Knowing when to back off

During periods of heavy use, we needed a mechanism to ask the browser and mobile apps to back off and reduce the frequency of auto-saves.

Brendan HumphreysMay 28, 2015

Originally published by Brendan Humphreys⁠(opens in a new tab or window) at product.canva.com⁠(opens in a new tab or window) on May 28, 2015.

Canva's design editor⁠(opens in a new tab or window) features an auto-save function. While you're working on a design we periodically send differences to our server. This means you don't lose too much work if your computer crashes or you accidentally close your browser tab. During periods of heavy use, we needed a mechanism to ask the browser and iOS applications to back off and reduce the frequency of auto-saves.

Tradeoffs

There is an obvious technical trade-off with the auto-save rate: the more often we save your design, the less you lose in the event of a mishap, but with more write operations occurring through the backend and to the database cluster. We happen to use a MongoDB⁠(opens in a new tab or window) cluster to store the design information as it efficiently stores the data in the way the design editor works with it.

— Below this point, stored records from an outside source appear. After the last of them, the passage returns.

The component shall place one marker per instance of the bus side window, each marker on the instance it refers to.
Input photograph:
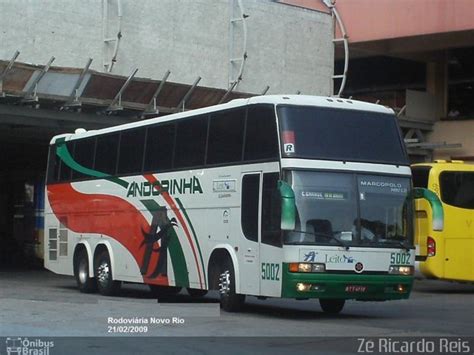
(159, 147)
(226, 133)
(65, 171)
(190, 148)
(53, 165)
(271, 210)
(106, 153)
(261, 136)
(83, 155)
(131, 151)
(249, 206)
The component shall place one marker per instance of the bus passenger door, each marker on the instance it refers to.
(248, 253)
(271, 251)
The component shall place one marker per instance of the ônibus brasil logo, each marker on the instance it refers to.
(172, 186)
(20, 346)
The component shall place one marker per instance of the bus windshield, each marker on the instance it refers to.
(340, 134)
(348, 209)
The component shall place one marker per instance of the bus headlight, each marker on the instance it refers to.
(401, 270)
(307, 267)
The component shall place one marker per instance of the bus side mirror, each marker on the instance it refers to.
(288, 207)
(436, 206)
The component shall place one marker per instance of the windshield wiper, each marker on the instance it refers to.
(324, 235)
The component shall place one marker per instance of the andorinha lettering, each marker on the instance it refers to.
(173, 186)
(380, 184)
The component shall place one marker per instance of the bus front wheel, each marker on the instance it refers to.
(103, 271)
(332, 306)
(85, 283)
(230, 300)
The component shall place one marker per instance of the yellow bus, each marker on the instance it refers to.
(446, 254)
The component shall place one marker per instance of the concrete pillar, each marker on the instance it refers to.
(437, 84)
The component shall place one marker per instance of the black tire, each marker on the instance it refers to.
(230, 300)
(85, 283)
(164, 293)
(106, 284)
(332, 306)
(196, 292)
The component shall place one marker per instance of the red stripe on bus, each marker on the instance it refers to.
(111, 216)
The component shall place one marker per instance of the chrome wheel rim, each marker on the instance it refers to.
(224, 283)
(83, 272)
(103, 273)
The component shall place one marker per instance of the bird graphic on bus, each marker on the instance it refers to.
(150, 241)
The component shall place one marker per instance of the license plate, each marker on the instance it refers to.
(356, 288)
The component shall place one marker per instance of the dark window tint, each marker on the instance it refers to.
(340, 134)
(420, 176)
(271, 205)
(457, 188)
(159, 147)
(65, 170)
(261, 139)
(83, 155)
(53, 165)
(132, 144)
(190, 147)
(250, 191)
(226, 132)
(106, 153)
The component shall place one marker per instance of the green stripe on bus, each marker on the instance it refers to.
(65, 156)
(176, 251)
(195, 238)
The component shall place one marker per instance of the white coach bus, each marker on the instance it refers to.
(274, 196)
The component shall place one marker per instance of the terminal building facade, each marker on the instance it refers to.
(93, 64)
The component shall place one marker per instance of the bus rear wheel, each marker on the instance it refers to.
(230, 300)
(105, 283)
(164, 293)
(85, 283)
(332, 306)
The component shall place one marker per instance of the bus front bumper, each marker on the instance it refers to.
(363, 287)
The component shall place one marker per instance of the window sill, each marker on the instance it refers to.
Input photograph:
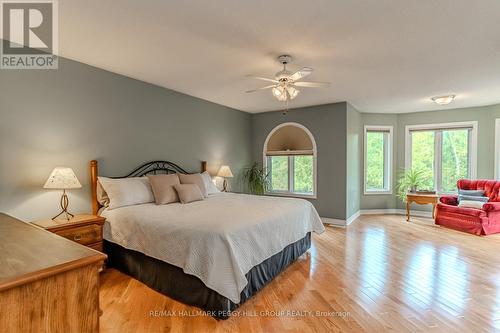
(377, 192)
(292, 195)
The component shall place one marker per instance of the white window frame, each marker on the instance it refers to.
(437, 148)
(291, 164)
(388, 158)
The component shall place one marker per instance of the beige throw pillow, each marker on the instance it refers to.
(195, 178)
(188, 193)
(127, 191)
(163, 188)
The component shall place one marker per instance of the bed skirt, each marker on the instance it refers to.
(171, 280)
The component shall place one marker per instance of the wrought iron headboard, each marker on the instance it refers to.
(154, 167)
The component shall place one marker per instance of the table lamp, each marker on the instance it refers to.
(225, 172)
(63, 179)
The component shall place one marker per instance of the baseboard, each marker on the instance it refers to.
(390, 211)
(394, 211)
(352, 218)
(334, 222)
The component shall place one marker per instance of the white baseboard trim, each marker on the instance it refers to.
(353, 217)
(394, 211)
(340, 222)
(391, 211)
(334, 222)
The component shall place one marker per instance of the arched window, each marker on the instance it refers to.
(290, 158)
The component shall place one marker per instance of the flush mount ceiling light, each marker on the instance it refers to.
(443, 100)
(285, 83)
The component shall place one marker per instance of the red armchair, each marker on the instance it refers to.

We initially opted for an aggressive auto-save rate (every five seconds in a constantly changing design), which worked well under normal load. However, we occasionally get large spikes in design activity, and these would rapidly consume our available write capacity on the database, leading to severe performance degradation for everyone using Canva. Similarly, we may wish to perform a live migration or other maintenance on the database cluster, which again reduces available write capacity. This shouldn't make Canva unusable. The biggest contributor to write load was the auto-save feature.

One option to deal with this is to increase our steady-state write capacity by scaling up our database cluster, but this means under normal load much of our newly acquired (and expensive) write capacity goes unused.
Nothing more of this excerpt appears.